釜で沸かしたお湯をササの束で振りまく御湯立の神事=2024年12月15日午後2時34分、奈良市餅飯殿町、周毅愷撮影

 平安時代から途切れることなく続き、今回で889回目を迎えた「春日若宮おん祭(まつり)」が、15日から始まった。初日は、祭りに参加する人たちが心身を清める「大宿所(おおしゅくしょ)」(奈良市)で、行事の無事を祈る「御湯立(みゆたて)」の神事が営まれた。

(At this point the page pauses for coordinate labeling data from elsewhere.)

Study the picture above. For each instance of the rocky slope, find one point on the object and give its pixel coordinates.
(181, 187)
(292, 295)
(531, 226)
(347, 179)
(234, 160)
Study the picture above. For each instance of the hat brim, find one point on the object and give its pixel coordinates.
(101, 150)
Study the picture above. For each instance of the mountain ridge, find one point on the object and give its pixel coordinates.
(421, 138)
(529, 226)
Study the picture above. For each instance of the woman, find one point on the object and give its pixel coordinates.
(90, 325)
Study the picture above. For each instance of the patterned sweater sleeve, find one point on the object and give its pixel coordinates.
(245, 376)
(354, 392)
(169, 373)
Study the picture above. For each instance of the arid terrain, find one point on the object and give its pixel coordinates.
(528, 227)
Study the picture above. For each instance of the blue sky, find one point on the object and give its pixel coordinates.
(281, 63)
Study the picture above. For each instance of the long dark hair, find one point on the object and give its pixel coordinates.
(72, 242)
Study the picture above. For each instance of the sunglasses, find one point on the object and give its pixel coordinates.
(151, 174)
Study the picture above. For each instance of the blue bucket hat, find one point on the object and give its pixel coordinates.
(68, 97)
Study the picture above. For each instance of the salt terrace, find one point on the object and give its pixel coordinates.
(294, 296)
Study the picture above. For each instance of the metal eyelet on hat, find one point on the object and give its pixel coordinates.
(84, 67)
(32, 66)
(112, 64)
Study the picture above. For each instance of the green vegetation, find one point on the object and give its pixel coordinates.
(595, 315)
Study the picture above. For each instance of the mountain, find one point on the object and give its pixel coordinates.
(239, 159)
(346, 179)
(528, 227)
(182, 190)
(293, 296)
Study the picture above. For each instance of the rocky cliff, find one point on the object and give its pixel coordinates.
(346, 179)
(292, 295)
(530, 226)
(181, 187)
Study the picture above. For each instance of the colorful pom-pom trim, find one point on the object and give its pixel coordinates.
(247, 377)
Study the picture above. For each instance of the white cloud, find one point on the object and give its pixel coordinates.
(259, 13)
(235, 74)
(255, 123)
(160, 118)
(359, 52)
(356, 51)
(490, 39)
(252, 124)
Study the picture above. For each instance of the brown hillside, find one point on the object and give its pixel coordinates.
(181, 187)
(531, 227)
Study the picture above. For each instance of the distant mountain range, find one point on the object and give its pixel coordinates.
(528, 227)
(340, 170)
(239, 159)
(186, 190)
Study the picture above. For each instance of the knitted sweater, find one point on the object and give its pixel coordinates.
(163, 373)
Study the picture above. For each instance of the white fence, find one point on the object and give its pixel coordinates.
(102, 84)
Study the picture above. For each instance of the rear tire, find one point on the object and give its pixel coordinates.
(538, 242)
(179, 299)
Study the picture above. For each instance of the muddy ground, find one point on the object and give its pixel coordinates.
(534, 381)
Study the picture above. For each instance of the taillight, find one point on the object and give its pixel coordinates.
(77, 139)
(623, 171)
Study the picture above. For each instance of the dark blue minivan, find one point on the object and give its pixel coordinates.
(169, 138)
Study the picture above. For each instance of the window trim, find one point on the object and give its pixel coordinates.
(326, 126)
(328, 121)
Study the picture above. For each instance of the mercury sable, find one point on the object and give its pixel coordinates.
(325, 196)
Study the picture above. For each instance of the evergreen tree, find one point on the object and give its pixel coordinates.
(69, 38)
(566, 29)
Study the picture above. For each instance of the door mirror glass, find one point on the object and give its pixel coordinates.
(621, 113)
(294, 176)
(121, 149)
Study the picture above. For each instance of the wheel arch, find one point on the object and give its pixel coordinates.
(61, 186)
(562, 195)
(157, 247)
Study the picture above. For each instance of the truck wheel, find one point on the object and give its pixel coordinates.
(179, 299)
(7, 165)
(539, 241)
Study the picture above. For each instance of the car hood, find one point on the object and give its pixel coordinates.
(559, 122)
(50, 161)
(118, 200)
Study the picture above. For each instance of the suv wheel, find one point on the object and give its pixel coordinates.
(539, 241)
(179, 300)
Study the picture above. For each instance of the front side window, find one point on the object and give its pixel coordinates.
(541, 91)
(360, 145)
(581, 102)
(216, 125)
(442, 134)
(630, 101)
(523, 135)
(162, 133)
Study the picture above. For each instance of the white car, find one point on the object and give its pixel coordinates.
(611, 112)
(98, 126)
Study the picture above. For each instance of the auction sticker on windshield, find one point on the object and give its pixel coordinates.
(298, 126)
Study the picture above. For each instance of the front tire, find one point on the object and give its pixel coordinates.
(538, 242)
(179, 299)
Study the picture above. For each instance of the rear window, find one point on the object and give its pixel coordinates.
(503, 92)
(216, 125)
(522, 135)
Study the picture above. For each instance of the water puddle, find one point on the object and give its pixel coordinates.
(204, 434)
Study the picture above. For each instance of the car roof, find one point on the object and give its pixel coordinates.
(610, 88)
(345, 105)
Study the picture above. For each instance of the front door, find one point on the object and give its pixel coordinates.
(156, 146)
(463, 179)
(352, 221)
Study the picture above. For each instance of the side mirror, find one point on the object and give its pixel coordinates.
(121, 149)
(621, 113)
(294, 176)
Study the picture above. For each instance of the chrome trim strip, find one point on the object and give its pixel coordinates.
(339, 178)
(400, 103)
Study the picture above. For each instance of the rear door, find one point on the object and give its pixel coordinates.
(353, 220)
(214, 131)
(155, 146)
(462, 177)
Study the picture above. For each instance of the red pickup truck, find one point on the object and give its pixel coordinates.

 御湯立直前には、華やかな行列が奈良市内の中心街を練り歩き、大宿所にたどり着いた。午後2時半ごろ、湯立巫女(みこ)を代々受け継いでいる大和郡山市の加奥満紀子さん(66)が、大釜の湯に米や日本酒などを入れて各地の神々を呼び集めた。その後、ササの葉を湯に浸し、「サヨーサ、サヨーサ」と唱えて、お湯を周りに降り注いだ。「サヨーサ」は左右左を意味し、祭りに関わる人たちの心身を清めた。加奥さんは「来てくださった方々が、健康で来年も楽しく過ごせるように」と語った。

 大宿所境内では、小屋にキジやサケなどがつり下げられた「懸鳥(かけどり)」と呼ばれる神様へのお供えもあり、多くの人が見入っていた。